“Yes, dear sister?”
Mirabel frowned as she closed the distance between them. “Are you feeling well this evening, Octavia?”
“Yes.” Her affirmation fled her, higher pitched than necessary.
Because she was lying.
Again.
Oh, what had become of her? A few kisses from Jasper Sutton, and she was lost. Hopeless.
Mirabel raised a brow, giving her a searching stare. “You seem distracted.”
Distracted? Her?
Of course she was distracted. Since the moment her sister had caught Octavia and put an abrupt end to her nocturnal travels, Octavia had been decidedly distracted. Longing as well. Yearning. Desiring.
Frustrated.
She swallowed. “Why should I be distracted, sister? No more than usual, I assure you.”
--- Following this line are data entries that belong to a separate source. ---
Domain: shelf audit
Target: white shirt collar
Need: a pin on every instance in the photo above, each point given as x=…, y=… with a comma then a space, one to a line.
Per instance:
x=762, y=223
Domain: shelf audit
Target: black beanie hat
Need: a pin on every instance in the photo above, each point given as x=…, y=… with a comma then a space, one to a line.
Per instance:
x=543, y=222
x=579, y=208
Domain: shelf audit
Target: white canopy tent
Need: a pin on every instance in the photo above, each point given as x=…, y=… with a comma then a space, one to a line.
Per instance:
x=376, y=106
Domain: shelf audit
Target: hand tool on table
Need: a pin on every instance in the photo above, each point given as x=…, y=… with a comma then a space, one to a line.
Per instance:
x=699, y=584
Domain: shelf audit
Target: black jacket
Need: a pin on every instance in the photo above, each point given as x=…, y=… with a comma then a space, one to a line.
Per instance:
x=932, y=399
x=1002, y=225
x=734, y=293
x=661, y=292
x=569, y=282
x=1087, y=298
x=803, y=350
But Mirabel was not finished, drawing nearer still as her husband discreetly excused himself and left the luxuriously appointed chamber as well.
“Please, dearest heart,” she said in a low voice. “Be honest with me. This last week, you have not been yourself. You have been…withdrawn. Quiet. Changed.”
Changed.
Her sister had uttered the word with such vehemence. And also, a hint of condemnation, as if Octavia’s metamorphosis was somehow wrong. But she had changed before. Life was filled with changes.
Surely Mirabel, better than anyone, would know and understand.
“Is there something wrong with altering one’s expectations?” she asked carefully. “It seems to me that you have done so, and look at how happy you are now with Mr. Winter.”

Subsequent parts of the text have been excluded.